Elizabeth Ann will live out her days at the conservation center, soon to be joined by sisters (other clones of Willa) and potential mates (clones of Studbook Number 2). Researchers will monitor their health and watch them grow and scamper in the artificial burrows inside their cages, Gober said. When the clones reach sexual maturity, they will breed, and then their offspring will be bred back with wild black-footed ferrets to ensure there is no mitochondrial DNA left over from the surrogate mother.

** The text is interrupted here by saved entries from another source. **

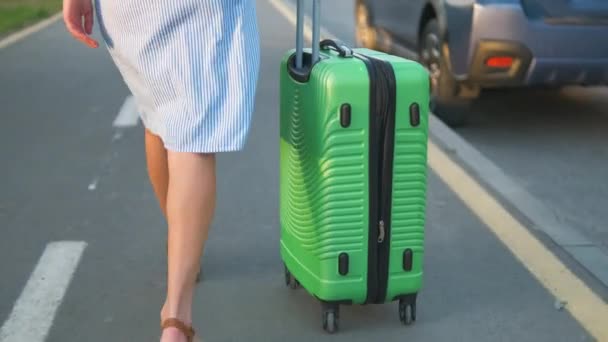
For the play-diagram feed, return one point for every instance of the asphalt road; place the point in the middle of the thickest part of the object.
(68, 174)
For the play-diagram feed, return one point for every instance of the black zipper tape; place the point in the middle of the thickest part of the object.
(381, 142)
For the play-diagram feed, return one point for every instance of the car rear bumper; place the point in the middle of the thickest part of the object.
(545, 54)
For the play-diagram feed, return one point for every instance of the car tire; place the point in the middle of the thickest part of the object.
(445, 103)
(365, 34)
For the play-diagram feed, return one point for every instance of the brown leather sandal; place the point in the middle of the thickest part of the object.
(179, 325)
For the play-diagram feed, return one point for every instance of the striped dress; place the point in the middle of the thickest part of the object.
(191, 65)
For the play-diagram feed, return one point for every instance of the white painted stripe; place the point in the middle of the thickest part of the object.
(584, 305)
(127, 116)
(34, 311)
(19, 35)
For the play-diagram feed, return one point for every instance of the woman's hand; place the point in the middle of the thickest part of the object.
(73, 13)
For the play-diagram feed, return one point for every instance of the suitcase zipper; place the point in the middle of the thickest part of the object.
(382, 112)
(381, 231)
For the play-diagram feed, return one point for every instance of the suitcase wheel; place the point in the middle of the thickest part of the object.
(407, 311)
(331, 314)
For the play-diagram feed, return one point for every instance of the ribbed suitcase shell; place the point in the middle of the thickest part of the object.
(324, 177)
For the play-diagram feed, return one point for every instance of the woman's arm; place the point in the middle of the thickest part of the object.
(73, 13)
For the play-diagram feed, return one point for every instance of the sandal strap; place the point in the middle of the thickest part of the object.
(179, 325)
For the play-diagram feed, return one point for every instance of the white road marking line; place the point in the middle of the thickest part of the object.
(127, 116)
(19, 35)
(34, 311)
(584, 305)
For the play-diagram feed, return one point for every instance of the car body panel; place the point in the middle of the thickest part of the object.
(566, 40)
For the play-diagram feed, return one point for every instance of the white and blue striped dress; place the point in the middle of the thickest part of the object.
(191, 65)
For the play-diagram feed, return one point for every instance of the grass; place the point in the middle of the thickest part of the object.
(16, 14)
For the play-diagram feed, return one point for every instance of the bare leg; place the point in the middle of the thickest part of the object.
(158, 169)
(190, 207)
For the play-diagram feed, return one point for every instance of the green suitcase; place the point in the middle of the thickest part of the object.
(353, 152)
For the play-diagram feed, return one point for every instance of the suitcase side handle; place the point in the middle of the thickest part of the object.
(316, 29)
(337, 45)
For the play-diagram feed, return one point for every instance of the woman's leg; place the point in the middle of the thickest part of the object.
(190, 207)
(158, 170)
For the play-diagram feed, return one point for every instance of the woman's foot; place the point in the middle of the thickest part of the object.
(173, 335)
(175, 330)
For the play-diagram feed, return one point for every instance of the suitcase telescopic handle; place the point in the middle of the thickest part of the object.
(337, 45)
(316, 30)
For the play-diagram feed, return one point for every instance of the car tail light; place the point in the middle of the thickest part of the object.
(502, 62)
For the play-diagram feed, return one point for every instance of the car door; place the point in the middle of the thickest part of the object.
(568, 11)
(399, 18)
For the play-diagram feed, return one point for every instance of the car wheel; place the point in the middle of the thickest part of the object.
(365, 34)
(444, 102)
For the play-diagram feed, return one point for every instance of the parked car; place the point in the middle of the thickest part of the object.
(471, 45)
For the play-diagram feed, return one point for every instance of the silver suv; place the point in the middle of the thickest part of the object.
(469, 45)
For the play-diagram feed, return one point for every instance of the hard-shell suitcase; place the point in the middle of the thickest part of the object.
(353, 144)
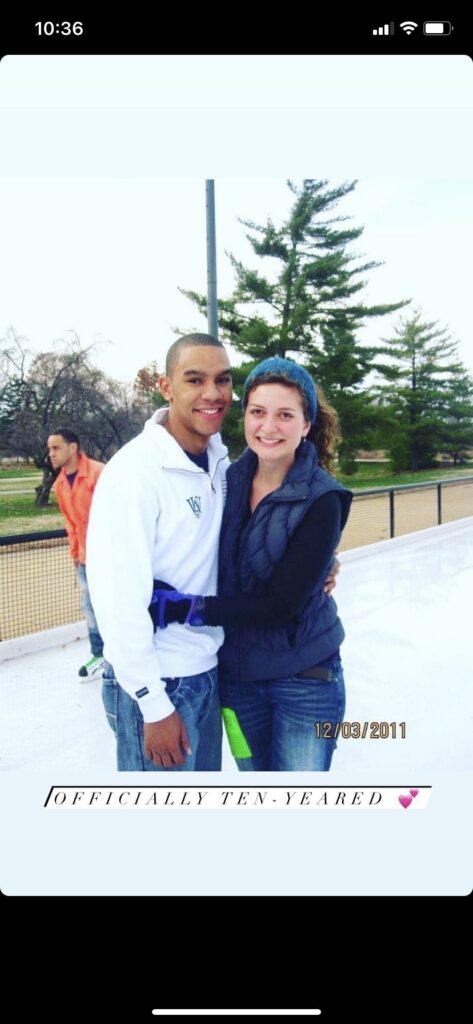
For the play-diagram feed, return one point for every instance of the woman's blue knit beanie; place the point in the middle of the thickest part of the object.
(292, 372)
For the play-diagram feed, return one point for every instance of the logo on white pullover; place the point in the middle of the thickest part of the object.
(196, 505)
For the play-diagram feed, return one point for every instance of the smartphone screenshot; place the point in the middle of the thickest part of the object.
(310, 214)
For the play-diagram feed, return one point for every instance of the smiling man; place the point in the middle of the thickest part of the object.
(156, 514)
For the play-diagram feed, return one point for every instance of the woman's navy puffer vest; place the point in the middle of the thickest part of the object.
(247, 558)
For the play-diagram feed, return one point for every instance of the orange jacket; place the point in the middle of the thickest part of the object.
(75, 502)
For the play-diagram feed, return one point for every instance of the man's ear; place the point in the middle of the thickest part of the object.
(164, 384)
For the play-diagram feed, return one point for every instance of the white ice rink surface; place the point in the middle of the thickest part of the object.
(405, 605)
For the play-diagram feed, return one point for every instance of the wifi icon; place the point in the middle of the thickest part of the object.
(409, 27)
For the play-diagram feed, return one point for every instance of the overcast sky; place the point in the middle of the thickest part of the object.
(102, 189)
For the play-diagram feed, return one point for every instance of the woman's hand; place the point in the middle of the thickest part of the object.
(331, 581)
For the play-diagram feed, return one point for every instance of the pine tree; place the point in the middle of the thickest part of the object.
(310, 307)
(421, 370)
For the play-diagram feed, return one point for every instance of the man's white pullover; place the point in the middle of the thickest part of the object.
(156, 515)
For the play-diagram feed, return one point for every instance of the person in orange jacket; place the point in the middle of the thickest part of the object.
(74, 487)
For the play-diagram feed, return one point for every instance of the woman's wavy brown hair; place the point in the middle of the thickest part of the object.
(325, 432)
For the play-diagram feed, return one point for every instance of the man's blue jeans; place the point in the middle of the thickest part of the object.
(195, 697)
(272, 726)
(96, 642)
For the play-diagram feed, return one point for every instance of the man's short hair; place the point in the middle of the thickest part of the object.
(187, 341)
(69, 435)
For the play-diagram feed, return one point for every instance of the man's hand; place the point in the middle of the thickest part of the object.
(331, 581)
(165, 741)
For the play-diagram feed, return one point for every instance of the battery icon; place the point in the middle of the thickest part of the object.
(437, 28)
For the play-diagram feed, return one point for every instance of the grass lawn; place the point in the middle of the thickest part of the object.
(18, 514)
(380, 475)
(11, 473)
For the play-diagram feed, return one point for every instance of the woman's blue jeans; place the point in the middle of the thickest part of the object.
(272, 725)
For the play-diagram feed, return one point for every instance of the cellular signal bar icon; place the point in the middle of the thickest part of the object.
(384, 30)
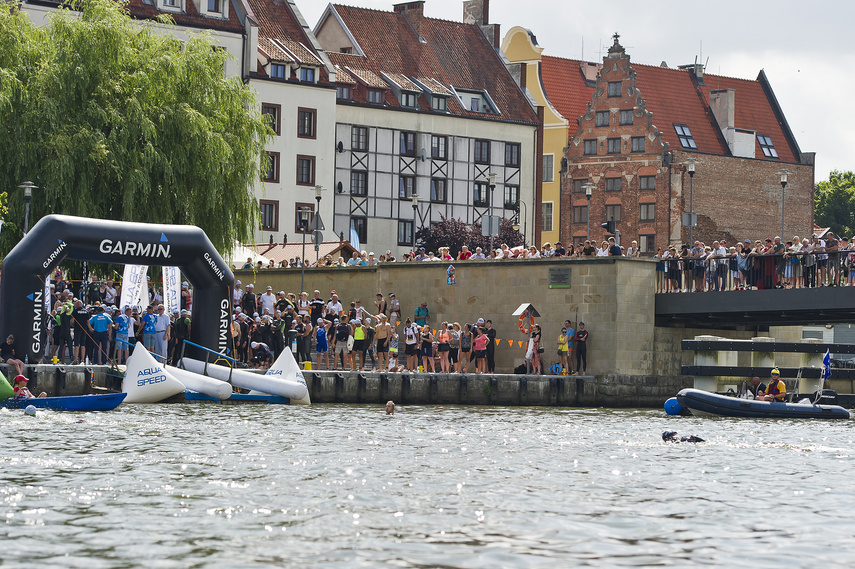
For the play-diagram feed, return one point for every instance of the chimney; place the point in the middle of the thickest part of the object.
(723, 106)
(413, 12)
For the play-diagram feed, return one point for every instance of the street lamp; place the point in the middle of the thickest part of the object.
(589, 189)
(28, 188)
(304, 222)
(491, 180)
(783, 173)
(690, 167)
(415, 199)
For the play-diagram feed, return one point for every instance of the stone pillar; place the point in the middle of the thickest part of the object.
(807, 385)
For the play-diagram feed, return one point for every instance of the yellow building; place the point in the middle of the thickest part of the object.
(521, 50)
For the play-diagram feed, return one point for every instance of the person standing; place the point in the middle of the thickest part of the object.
(581, 350)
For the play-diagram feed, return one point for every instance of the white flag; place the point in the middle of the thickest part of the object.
(134, 287)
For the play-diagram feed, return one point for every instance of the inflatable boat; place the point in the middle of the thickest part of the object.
(707, 403)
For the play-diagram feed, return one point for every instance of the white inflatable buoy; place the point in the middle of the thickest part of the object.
(146, 380)
(202, 384)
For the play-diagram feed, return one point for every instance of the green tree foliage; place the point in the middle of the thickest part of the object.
(834, 203)
(114, 120)
(453, 233)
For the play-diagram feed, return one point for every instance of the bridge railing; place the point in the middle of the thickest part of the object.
(755, 271)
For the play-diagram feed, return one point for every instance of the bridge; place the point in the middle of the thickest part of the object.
(756, 309)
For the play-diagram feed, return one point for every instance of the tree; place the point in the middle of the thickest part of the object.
(834, 203)
(453, 233)
(113, 120)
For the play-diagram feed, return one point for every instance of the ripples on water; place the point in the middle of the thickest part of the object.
(346, 486)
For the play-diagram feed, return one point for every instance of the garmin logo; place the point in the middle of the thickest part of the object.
(225, 328)
(134, 249)
(55, 254)
(37, 299)
(217, 270)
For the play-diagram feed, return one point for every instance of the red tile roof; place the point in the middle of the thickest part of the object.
(452, 53)
(674, 98)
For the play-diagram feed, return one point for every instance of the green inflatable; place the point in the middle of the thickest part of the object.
(6, 390)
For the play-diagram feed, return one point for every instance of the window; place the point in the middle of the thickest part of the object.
(646, 243)
(271, 174)
(408, 144)
(512, 197)
(548, 168)
(512, 154)
(359, 138)
(685, 136)
(482, 151)
(405, 232)
(480, 197)
(647, 183)
(647, 212)
(298, 222)
(406, 187)
(306, 123)
(277, 71)
(358, 183)
(272, 114)
(766, 146)
(613, 184)
(408, 99)
(626, 116)
(437, 190)
(439, 147)
(547, 216)
(360, 224)
(269, 215)
(305, 170)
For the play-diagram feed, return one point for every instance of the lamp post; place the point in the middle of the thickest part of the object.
(415, 199)
(690, 167)
(304, 222)
(28, 188)
(783, 173)
(491, 180)
(589, 189)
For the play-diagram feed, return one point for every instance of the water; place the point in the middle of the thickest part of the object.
(346, 486)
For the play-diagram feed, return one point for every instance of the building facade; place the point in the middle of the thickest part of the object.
(420, 129)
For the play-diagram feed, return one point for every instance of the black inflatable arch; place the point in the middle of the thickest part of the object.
(55, 237)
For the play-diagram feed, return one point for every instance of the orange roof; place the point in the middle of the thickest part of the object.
(452, 53)
(674, 98)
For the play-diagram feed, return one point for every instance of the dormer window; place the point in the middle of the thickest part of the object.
(409, 99)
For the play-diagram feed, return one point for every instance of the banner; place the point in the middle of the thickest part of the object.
(171, 289)
(134, 287)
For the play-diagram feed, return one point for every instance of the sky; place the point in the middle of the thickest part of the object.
(804, 48)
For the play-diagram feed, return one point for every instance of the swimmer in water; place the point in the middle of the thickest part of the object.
(671, 437)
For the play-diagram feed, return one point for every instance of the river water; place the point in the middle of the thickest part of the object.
(347, 486)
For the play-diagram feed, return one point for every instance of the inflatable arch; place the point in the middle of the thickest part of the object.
(56, 237)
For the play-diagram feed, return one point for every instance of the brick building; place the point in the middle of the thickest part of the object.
(638, 129)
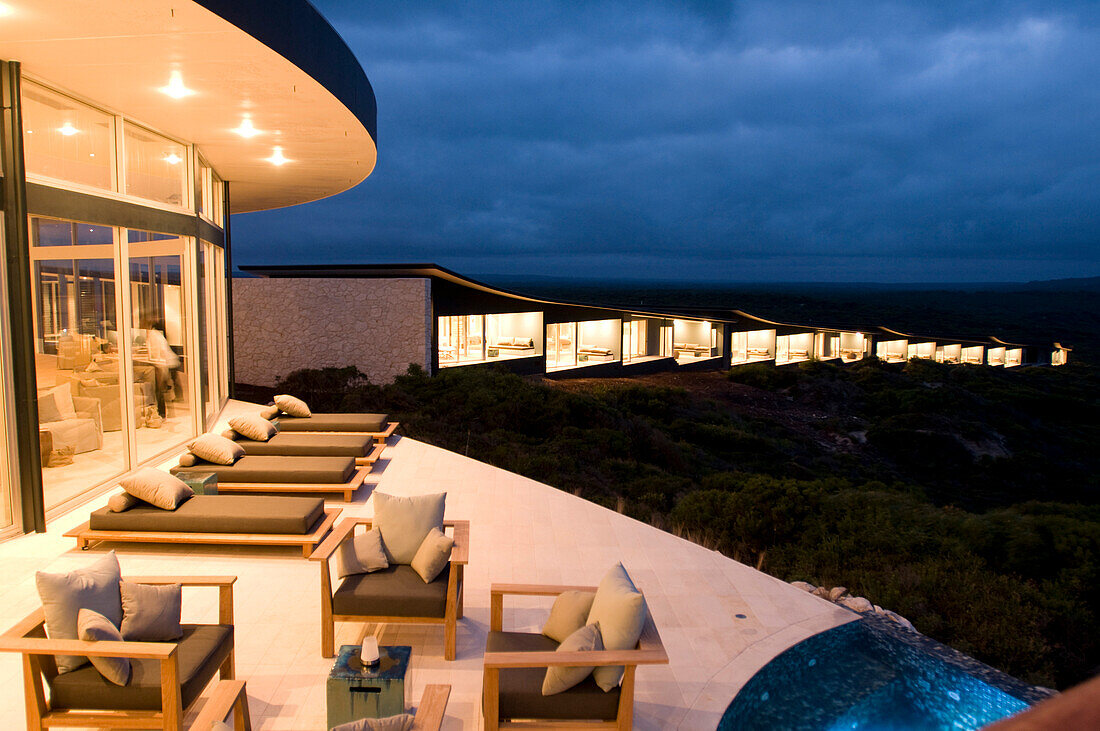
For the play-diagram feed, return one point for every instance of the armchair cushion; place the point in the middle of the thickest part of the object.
(151, 612)
(569, 613)
(92, 627)
(520, 689)
(432, 554)
(560, 678)
(393, 591)
(405, 522)
(362, 554)
(95, 587)
(201, 651)
(619, 609)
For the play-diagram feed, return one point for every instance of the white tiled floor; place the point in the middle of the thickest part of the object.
(520, 531)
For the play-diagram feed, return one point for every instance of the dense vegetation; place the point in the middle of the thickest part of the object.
(963, 497)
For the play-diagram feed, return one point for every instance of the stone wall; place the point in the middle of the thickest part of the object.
(281, 325)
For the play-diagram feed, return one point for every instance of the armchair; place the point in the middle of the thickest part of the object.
(167, 676)
(393, 595)
(516, 662)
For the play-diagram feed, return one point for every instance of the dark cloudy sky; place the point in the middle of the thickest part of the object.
(748, 141)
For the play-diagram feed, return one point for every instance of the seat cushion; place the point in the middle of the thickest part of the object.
(334, 422)
(521, 687)
(393, 591)
(278, 469)
(218, 513)
(305, 444)
(202, 649)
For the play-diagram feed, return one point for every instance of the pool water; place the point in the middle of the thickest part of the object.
(870, 674)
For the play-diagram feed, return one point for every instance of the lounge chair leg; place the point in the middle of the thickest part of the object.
(491, 699)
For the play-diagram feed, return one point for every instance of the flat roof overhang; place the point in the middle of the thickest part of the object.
(278, 62)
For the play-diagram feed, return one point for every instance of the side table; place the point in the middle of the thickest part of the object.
(202, 483)
(354, 694)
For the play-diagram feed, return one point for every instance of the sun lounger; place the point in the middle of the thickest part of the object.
(216, 519)
(376, 425)
(307, 444)
(282, 474)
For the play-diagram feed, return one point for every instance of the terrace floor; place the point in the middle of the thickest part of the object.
(721, 620)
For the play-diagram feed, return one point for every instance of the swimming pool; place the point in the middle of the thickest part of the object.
(871, 674)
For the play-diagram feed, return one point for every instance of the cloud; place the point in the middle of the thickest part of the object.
(627, 137)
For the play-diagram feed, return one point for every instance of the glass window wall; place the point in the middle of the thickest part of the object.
(66, 140)
(155, 166)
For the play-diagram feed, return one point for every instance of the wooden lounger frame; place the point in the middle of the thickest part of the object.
(348, 489)
(308, 541)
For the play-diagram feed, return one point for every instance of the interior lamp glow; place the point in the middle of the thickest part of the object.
(175, 87)
(277, 157)
(246, 130)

“It will be a slow, methodical process,” said Wisely, who is working on a paper on the bioethics of cloning the species. “We need to make absolutely sure that we’re not endangering the genetic lineage of black-footed ferrets by introducing this individual.”
The pandemic may slow things down, Ryder said. But if all goes according to plan, the clone’s diverse genome could help protect black-footed ferrets against pandemics of their own: not just canine distemper and sylvatic plague but also SARS-CoV-2, which is highly contagious among minks, close relatives of ferrets. In the fall, 120 black-footed ferrets received an experimental COVID-19 vaccine.
Revive & Restore is still working toward its moonshot projects, which include resurrecting the passenger pigeon and woolly mammoth. Restoring these more quixotic species would be a much more expensive, complicated and controversial undertaking. Some conservationists argue that funding de-extinction would waste resources in an underfunded field amid an accelerated extinction crisis. In Novak’s eyes, any technology that could help bring a mammoth back to life is a technology that could assist the recovery of already endangered species.
In the Frozen Zoo, the cells of long-dead creatures await their moment to come back to life, in a way. “If the technologies are developed in the future but nobody has saved any cells, that would be an opportunity that’s lost,” Ryder said. “The time to save these cells is now.” Ryder’s lab has already regrown and refrozen more of Willa’s cells, replacing the ones that became Elizabeth Ann.